Ta sœur ne t’aurait pas haïe, si elle avait été autorisée à venir. Elle aurait appris terriblement vite, elle aurait fait de la Magie sa puissance. Elle aurait été bien, ici au Château, et pourtant on lui a refusé cela. Elle aurait eu des amis ; la solitude n’aurait été qu’un mot sans trop de sens. Et vos sourires se seraient mêlés.

Tes poings se serrent légèrement face à tous ces souvenirs ; tu te retiens d’avoir mal et résistes à l’envie de jeter un œil derrière ton épaule pour contempler l’Autre et sa douleur pitoyable. Tu penches un peu la tête ; tes cheveux viennent danser devant ton regard. Leur belle couleur de feu t’hypnotise, et pendant quelques secondes plus rien d’autre n’existe que ces lignes rouges qui valsent au rythme de tes pas.

Le choc te sort de ta torpeur. Un coup dans ton dos, un son mat et un étrange froid. En cet instant, tu aurais voulu ne pas exister. Que l’Autre n’existe pas. Que la neige n’existe pas. Et surtout qu’elle ne vienne pas ajouter à la liste de tes douleurs cette vague glaciale se diffusant entre tes omoplates.
Tes yeux s’écarquillent alors que tu prends conscience de ce qu’elle vient de faire. Lentement, tu tournes le visage puis le reste de ton corps, faisant face à la Gamine ignorante qui se croit tout permis.
Le temps d’un clignement de paupières, tu sens la rage et une terrible envie de la frapper monter en toi, puis la colère redevient un sourd battement qui échauffe tes muscles. Tu la fixes, contemplant son visage et ses cheveux encore trempés, réprimes un sourire devant la joie qui habite son regard.
Avec une sorte de fierté, tu gardes tes yeux de glace dans les siens.


« C’est une boule de neige, qu'tu viens d'me lancer ? »

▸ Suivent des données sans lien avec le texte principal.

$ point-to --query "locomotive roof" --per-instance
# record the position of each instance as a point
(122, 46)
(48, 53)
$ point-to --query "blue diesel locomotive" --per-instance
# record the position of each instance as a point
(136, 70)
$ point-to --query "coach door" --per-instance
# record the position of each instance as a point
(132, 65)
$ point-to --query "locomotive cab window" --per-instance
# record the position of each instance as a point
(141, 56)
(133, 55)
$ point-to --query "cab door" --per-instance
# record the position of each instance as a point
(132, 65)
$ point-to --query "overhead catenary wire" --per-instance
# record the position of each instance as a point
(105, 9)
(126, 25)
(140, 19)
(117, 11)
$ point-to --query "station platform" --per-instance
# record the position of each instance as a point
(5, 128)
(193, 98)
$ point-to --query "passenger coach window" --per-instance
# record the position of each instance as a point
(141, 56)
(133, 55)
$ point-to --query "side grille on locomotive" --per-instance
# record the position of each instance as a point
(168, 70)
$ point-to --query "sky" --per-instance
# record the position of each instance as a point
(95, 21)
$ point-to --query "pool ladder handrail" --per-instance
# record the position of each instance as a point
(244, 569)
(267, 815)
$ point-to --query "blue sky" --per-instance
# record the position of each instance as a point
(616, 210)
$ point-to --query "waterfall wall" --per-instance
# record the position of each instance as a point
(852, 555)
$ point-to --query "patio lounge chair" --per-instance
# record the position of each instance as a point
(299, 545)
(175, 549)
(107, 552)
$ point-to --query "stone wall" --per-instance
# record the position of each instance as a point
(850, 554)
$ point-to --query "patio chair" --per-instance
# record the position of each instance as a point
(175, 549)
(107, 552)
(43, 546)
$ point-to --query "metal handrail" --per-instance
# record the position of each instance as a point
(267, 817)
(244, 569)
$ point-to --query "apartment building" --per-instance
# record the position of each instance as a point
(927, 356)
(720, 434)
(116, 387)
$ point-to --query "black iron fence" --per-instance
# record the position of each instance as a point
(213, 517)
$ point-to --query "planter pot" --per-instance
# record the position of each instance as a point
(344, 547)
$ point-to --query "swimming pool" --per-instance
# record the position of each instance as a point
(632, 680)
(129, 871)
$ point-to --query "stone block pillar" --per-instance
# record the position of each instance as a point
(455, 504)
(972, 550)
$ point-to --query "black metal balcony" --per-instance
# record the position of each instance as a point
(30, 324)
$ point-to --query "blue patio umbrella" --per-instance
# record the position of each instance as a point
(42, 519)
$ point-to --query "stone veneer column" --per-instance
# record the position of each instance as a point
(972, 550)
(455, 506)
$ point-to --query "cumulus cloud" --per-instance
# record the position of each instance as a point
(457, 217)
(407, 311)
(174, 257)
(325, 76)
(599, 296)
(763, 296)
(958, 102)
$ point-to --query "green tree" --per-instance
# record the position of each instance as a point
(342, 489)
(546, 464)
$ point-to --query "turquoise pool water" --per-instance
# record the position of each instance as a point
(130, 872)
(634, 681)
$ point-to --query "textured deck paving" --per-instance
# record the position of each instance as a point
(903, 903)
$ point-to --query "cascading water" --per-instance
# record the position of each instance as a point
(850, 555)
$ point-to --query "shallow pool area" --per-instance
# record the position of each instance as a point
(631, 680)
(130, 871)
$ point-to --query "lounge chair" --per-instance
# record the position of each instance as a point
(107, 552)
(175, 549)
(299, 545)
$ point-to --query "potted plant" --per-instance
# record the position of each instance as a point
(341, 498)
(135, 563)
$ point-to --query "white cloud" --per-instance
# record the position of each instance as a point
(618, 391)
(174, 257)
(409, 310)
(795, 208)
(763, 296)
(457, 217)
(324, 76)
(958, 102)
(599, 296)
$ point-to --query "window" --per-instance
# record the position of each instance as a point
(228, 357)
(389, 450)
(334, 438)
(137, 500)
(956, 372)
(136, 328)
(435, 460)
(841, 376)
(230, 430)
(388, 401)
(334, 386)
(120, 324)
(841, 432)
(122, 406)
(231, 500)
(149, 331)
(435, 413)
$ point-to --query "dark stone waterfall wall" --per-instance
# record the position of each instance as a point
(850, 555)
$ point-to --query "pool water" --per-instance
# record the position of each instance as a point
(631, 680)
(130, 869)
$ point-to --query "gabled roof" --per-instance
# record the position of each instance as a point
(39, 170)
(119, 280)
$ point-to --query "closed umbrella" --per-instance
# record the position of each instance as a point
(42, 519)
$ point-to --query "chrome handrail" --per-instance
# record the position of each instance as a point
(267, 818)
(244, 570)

Ton souffle sonne comme une menace. Une colère qui t’habite et bouillonne, que tu t’efforces de réprimer. Ton ironie l’a emplie de haine ; a eu l’effet escompté. Elle l’a détournée de sa douleur.
Tes yeux semblent plus sombres chaque seconde.

• ‘til it seemed
that Sense was breaking through — •

ent‘r‘êvée

19 août 2020, 10:02
Le refuge des Rêves Oubliés  libre 

Oh, là, encore !
Quelques flocons s’échappèrent de la boule, flottant dans les airs, valsant ensemble en ce qui semblait être une danse infinie.
Majestueux, ces petits danseurs blancs, ils tournoyaient sans fin dans l’espace d’Immaculé qui leur était offert.
Parfois, ils se posaient, essoufflés, sur la neige, en un petit soupir triste ou heureux.
Parfois, ils s’arrêtaient brutalement de Valser, se stoppaient, chutaient et s’écrasaient lamentablement sur le sol.
Parfois encore, ils étaient emportés vers d’autres lieux, vers l’autre berge du Lac, où ils pourront danser à l’infini.

*Bam*
La boule de neige était démantibulée à présent, éclatée au sol, mêlant sa chair à vif avec les couches de poudreuse l’accueillant.
Des parcelles de flocons tombaient encore en zigzag, comme sonnés par le choc ou ivres de surprise et de peur.
Plus que le ballet des Minuscules Danseurs, elle fixait l’autre.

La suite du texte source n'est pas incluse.